Down south, Tamil Nadu is ruled by the regional All India Anna David Munnetra Kazhagam (AIADMK), which is hoping to win a third consecutive term. It is, rather confusingly, an offshoot of the main opposition party, Dravida Munnetra Kazhagam (DMK). The AIADMK is contesting in an alliance with the BJP and a number of other local parties. Seen as an interloper from the north, the BJP really needs the help of its local partners, particularly with the opposition campaigning by drawing attention to their outsider status.
Neighbouring Kerala is another state with a strong history of communism. For almost four decades, Keralan voters have alternately voted into power the Left Democratic Front (LDF) and the United Democratic Front (UDF).
LDF, an alliance of centre-left to left-wing parties, is currently in power, while the UDF alliance brings together centrist and left-wing parties, including Congress. The BJP has a presence here, as part of another alliance, the National Democratic Alliance (NDA).
Given past voting patterns, it’s likely that UDF will win, particularly with its campaign platform which, apart from various generous welfare measures, wants to bring in a Ministry of Happiness.

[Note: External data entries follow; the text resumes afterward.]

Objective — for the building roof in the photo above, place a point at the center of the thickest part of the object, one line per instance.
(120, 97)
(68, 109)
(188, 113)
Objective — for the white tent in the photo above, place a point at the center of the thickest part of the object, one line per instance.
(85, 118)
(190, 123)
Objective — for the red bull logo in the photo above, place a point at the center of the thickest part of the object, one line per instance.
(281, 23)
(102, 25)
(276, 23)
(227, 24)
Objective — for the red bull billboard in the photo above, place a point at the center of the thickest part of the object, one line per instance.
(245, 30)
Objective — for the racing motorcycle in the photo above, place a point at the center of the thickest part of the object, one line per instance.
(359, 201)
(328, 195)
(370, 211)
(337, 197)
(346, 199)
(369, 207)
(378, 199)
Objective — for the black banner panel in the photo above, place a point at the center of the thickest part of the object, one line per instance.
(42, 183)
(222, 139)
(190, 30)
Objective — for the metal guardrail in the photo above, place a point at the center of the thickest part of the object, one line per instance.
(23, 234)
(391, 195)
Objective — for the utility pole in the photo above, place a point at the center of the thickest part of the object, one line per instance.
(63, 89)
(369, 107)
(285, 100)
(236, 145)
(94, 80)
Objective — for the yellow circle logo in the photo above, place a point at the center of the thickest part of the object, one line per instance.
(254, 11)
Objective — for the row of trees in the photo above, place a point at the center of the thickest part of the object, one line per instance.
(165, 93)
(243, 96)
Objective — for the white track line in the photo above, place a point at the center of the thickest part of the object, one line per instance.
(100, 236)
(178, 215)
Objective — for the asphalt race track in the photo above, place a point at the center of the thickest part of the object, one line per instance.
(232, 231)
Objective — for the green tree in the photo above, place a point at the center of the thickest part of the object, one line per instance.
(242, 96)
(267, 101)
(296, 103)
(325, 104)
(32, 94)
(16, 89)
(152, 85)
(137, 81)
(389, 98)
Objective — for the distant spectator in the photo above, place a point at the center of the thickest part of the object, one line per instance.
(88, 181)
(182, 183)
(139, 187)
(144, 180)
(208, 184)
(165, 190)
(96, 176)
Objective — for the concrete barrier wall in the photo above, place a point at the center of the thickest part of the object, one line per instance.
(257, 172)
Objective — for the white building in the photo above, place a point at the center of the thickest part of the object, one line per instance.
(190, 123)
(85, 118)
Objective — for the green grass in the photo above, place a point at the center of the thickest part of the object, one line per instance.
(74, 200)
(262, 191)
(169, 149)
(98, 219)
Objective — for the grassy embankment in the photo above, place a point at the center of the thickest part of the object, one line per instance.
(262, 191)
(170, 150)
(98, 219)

Pondicherry is a small union territory, just a city really, about three hours’ drive north of the Tamil Nadu capital Chennai. The former French colony, now officially renamed Puducherry (although is hardly ever called that) is tiny, and concerns are mostly local: water, electricity, unemployment. It has been under presidential rule since its elected Congress-led government collapsed earlier this year. Still, the alliance is expected to regain power in the 6 April poll. Confusingly, it too is called NDA, although is ideologically different to its namesake in Kerala.
India’s growing right-wing intolerance at the national level has so far failed to take hold in large parts of the country. The results of these elections will reveal just how far the mood has shifted.